Despite the International Energy Agency’s (IEA) expectation for oil demand to remain weak, Mr Brogan said the industry would still need to invest in boosting production capacity to offset falling output caused by natural field depletion.
“Most oil and gas companies have indicated that they will spend more than half of their capital investment on upstream operations,” he said.
The economic slowdown, the sharp fall in oil prices and investors’ flight from risk have left many reserve rich state-owned oil and gas companies struggling to finance projects. Some NOCs are looking at cost-cutting measures while countries such as Indonesia are introducing stimulus packages to aid the sector.
Many reserve holders’ ambitions to expand overseas are also being scaled back in favour of domestic projects.
However, the report found that substantial financial commitments are still being made for oil and gas projects in China and Brazil.
Brazil is set to become a major producer following pre-salt discoveries by state Petrobras, which plans to invest US$28 billion in pre-salt areas as part of its US$174billion business plan to 2013 – around 90% of its total investment will be targeted at domestic projects.
The investment allocated by Petrobras for 2009 represents 38% of the planned US$91billion expenditure by South American NOCs this year, according to the report, with Asian NOCs collectively to invest more than US$98 billion, almost half (US$42 billion) of which has been allocated by China’s CNPC.
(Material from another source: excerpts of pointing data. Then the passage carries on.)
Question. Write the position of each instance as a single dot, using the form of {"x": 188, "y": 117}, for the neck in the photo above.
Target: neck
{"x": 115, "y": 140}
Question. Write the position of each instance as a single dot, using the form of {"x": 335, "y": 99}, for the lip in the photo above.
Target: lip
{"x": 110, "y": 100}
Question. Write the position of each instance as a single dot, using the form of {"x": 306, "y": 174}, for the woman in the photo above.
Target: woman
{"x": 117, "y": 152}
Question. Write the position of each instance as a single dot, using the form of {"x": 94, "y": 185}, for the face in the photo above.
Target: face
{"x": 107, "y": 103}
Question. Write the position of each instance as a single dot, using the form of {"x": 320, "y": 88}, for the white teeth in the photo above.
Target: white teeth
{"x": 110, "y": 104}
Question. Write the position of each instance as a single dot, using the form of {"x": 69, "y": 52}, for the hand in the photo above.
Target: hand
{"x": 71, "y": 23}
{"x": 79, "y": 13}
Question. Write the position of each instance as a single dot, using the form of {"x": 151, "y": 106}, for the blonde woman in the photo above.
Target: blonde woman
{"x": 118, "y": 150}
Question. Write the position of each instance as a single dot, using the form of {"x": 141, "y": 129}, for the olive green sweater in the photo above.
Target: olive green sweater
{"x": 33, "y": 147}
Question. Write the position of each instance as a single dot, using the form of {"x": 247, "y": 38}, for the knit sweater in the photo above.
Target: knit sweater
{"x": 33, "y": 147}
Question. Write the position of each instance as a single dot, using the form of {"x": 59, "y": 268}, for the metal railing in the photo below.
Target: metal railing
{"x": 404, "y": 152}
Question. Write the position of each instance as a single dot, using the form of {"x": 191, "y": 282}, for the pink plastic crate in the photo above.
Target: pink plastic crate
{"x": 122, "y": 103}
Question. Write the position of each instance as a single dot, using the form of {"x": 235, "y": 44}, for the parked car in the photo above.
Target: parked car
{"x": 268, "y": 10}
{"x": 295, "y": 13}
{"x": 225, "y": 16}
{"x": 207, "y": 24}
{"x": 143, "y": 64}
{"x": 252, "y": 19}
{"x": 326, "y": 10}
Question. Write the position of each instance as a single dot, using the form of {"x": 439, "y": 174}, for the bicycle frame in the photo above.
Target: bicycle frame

By comparison the capital expenditure of NOCs in Africa, CIS and the Middle East is a fraction of that of their Asian and South American counterparts. The report calculated that the NOCs of Africa announced US$21 billion of investment this year compared to US$36 billion for the CIS and US$29 billion for the Middle East.
It is these regions that face potential budget shortfalls which could lead them to seek out foreign investment in order to maintain or boost their oil production levels.
“When the NOCs had easy access to capital they were in a position to dictate terms with their IOC partners, but the volatility in financial markets means that IOCs with sufficient liquidity will be able to offer potential partners not only technological and operational expertise but also access to much needed capital,” said Mr Brogan.
“In the long-term, the overall structural issues surrounding location of reserves and achievable levels of production have not changed. When the global economy recovers the same pressures evident last year will resume. Any renewed appetite from NOCs for IOC participation will be short-lived – and therefore opportunities available now should not be wasted.”